Seller Nets 4% More After Switching Agents

February 10, 2023 | Selling

When you hire an agent, you’re hiring a skill set.

Agents offer expertise in pricing, staging, marketing, negotiation, contract preparation, due diligence and project management.

A good agent is also a skilled leader, advising clients of how to seize opportunities and avoid pitfalls.

Like anything requiring personal skill – be it golf or tennis or surgery – some practitioners are better than others.

One obvious difference between agents is cost. Some agents charge less than others and it’s easy to understand which agent is best on this metric.

Yet, the more expensive agent may actually achieve a higher net bottom line for a client.

NOT ALL AGENTS ARE CREATED EQUAL.

One seller’s recent experience is inspiring and instructive … and typical of what consumers will experience when they find a highly skilled professional to represent them in a real estate transaction:

The sellers listed their house with an agent in May. It was in a good area. It was in a normal price range.

Yet three months later, it was still on the market. Few showings. No offers.

The retired couple who owned this home were not under financial duress.

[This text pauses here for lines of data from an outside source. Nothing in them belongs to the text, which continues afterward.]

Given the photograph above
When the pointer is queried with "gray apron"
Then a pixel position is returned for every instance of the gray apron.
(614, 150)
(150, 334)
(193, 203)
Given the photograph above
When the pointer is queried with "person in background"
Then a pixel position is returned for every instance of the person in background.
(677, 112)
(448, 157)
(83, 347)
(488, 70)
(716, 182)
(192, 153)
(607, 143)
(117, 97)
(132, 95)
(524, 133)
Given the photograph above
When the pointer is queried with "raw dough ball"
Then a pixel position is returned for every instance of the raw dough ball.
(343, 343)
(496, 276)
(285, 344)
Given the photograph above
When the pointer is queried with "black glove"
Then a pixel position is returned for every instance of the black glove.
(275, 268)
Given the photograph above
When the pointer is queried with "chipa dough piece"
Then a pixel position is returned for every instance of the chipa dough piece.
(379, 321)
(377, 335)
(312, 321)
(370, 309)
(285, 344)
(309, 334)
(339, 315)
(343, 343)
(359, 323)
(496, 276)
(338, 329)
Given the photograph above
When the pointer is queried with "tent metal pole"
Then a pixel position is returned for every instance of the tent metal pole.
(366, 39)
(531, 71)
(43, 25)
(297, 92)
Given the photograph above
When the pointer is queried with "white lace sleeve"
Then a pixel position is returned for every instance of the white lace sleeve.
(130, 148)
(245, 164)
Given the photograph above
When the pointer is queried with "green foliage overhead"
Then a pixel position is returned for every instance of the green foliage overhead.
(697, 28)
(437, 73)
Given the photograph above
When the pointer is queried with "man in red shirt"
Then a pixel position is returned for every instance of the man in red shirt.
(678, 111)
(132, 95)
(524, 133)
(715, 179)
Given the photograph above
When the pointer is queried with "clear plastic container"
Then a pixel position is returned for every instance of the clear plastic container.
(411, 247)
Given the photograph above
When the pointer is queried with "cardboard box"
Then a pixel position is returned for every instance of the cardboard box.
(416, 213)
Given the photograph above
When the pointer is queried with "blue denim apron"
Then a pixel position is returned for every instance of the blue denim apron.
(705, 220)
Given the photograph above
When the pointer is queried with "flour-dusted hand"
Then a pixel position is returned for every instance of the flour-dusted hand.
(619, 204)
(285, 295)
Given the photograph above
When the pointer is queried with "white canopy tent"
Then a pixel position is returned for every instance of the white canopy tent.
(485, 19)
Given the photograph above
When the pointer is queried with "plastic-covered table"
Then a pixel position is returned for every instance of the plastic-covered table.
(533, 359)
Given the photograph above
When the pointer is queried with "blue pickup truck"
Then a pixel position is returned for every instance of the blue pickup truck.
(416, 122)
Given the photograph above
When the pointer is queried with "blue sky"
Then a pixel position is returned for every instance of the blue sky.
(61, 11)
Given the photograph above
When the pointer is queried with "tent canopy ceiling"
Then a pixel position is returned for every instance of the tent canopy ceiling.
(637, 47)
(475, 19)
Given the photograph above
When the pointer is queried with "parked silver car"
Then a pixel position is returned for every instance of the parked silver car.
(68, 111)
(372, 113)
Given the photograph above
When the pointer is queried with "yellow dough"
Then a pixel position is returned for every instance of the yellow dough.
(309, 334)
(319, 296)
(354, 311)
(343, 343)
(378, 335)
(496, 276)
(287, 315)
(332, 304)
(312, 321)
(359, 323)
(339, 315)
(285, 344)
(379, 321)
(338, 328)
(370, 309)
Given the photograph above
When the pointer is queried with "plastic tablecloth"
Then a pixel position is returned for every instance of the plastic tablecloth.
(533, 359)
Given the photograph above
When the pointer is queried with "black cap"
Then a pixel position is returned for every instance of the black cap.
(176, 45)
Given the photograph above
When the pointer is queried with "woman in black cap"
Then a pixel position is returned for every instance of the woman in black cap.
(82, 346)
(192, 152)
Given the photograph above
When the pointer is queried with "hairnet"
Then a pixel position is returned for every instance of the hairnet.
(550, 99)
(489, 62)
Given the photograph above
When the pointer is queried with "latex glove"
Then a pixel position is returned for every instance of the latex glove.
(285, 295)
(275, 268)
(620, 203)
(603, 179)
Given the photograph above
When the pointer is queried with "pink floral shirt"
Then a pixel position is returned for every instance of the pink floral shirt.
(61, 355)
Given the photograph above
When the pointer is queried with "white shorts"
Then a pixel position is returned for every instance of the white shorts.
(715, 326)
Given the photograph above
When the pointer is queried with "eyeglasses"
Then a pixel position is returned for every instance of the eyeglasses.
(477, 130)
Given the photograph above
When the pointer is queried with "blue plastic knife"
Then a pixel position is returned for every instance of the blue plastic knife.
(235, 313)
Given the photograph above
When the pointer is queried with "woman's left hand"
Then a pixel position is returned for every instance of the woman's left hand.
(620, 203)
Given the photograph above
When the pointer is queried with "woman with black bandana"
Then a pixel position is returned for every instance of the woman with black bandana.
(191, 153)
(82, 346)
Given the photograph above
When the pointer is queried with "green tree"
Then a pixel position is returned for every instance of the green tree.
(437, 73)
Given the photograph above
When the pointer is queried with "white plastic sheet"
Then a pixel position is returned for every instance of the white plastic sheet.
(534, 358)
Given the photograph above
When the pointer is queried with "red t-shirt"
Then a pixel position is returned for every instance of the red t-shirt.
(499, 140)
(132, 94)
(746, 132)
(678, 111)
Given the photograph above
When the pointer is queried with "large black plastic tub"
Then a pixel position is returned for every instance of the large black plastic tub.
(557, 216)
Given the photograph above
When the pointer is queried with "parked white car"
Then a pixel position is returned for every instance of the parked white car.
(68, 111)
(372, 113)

They owned the property outright with no mortgage owed on the house.

Getting the house sold, however, was key to plans they had for the next phase of their lives and they were immensely frustrated and stressed over the lack of success.

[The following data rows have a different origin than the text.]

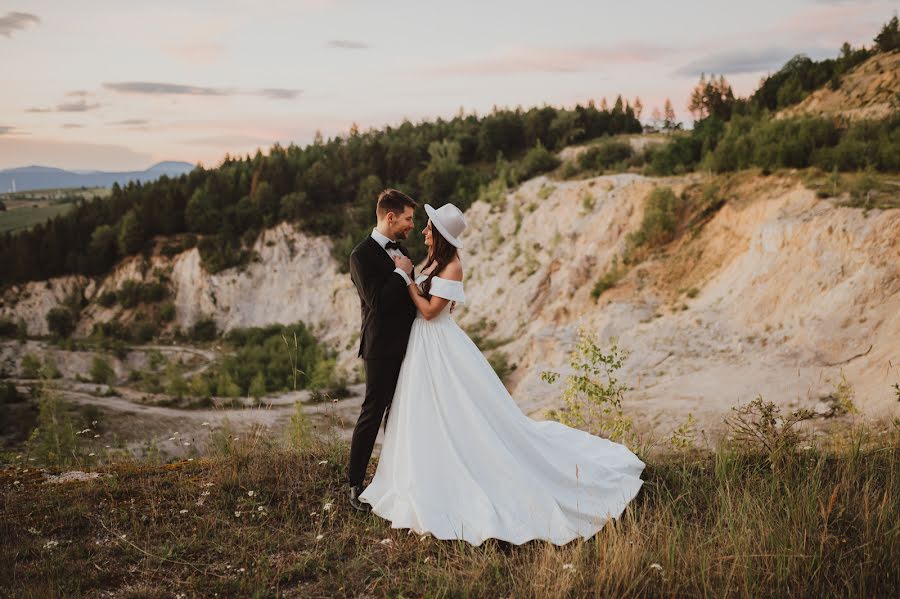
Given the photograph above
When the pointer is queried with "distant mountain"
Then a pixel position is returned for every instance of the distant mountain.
(41, 177)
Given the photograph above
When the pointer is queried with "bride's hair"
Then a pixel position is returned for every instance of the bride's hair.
(442, 252)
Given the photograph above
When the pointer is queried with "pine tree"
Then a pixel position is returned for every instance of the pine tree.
(131, 234)
(669, 115)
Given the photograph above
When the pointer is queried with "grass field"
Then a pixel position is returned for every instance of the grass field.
(261, 519)
(28, 208)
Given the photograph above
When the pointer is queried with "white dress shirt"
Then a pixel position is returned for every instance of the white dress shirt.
(382, 241)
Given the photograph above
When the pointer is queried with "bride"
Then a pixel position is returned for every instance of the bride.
(460, 460)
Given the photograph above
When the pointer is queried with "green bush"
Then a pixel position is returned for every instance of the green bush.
(108, 299)
(30, 367)
(101, 372)
(606, 154)
(204, 330)
(536, 161)
(661, 211)
(60, 322)
(9, 393)
(272, 359)
(167, 312)
(8, 328)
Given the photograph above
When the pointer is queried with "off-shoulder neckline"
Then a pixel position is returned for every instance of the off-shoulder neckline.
(423, 277)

As the listing expired with the first agent, the sellers were referred to a Colorado Home Realty (CHR) agent. They agreed to work together and he got to work.

Following a methodology developed, trained and practiced by CHR agents to ensure that sellers receive the highest possible price for their real estate, here is what this CHR agent did:

  • Staging: The agent arranged staging for this vacant property so as to highlight the livability of the floor plan. He also arranged for a professional cleaning of the home at his expense.
  • Professional Photos: A photographer was hired, again at the agent’s expense, to take high quality photos of the property.
  • Property Description: The description of the property in the MLS was changed to make it more readable and to emphasize key benefits of the home. This is vitally important as this is the information that is picked up by popular public sites like Zillow, Trulia and Realtor.com
  • Showing” Simplicity: The agent used a showing service that makes scheduling showings quick and easy. He also counseled the sellers not to require a 24-hour notice for showings, which they had been requesting previously.
  • Additional Marketing: Targeted Facebook ads where used to reach potential buyers and an email flyer about the home was sent to all agents in the area just prior to it going back on the market.

Equally worth noting is a key item the CHR agent did NOT do … he did not suggest a decrease in the asking price.

Being overpriced can definitely keep a property from selling, but the agent’s market analysis convinced him that price was not the issue. This property was priced properly for the current market conditions.

The agent got all of the above done within just a few days of the first agents expiration.

The home went back on the market on a Thursday morning and here is what happened:

  • There were 26 showings in the first 24 hours.
  • Multiple offers materialized.
  • By mid-afternoon on Saturday, the property was under contract for $11,000 over the seller’s asking price!

The vital takeaway for consumers is that real estate agents are not commodities. Each one is different and achieves a different result for a client.

YOU DON’T GET THE SAME RESULT FROM EVERY AGENT.

If the first agent had snagged a buyer for the client after being on the market for a while and without competing offers, it probably would have been at a price 2% BELOW the asking price.

Instead, the second agent was able to get 4% OVER the asking price by being more skilled at real estate fundamentals.

Agent #2 got the sellers 6% MORE than Agent #1 would have gotten.

Even if Agent #2 was charging 1 or 2% more for his service, the sellers would walk away from the closing table with a lot more money in their pockets.

MORAL: The least expensive agent is rarely the agent that offers the best value.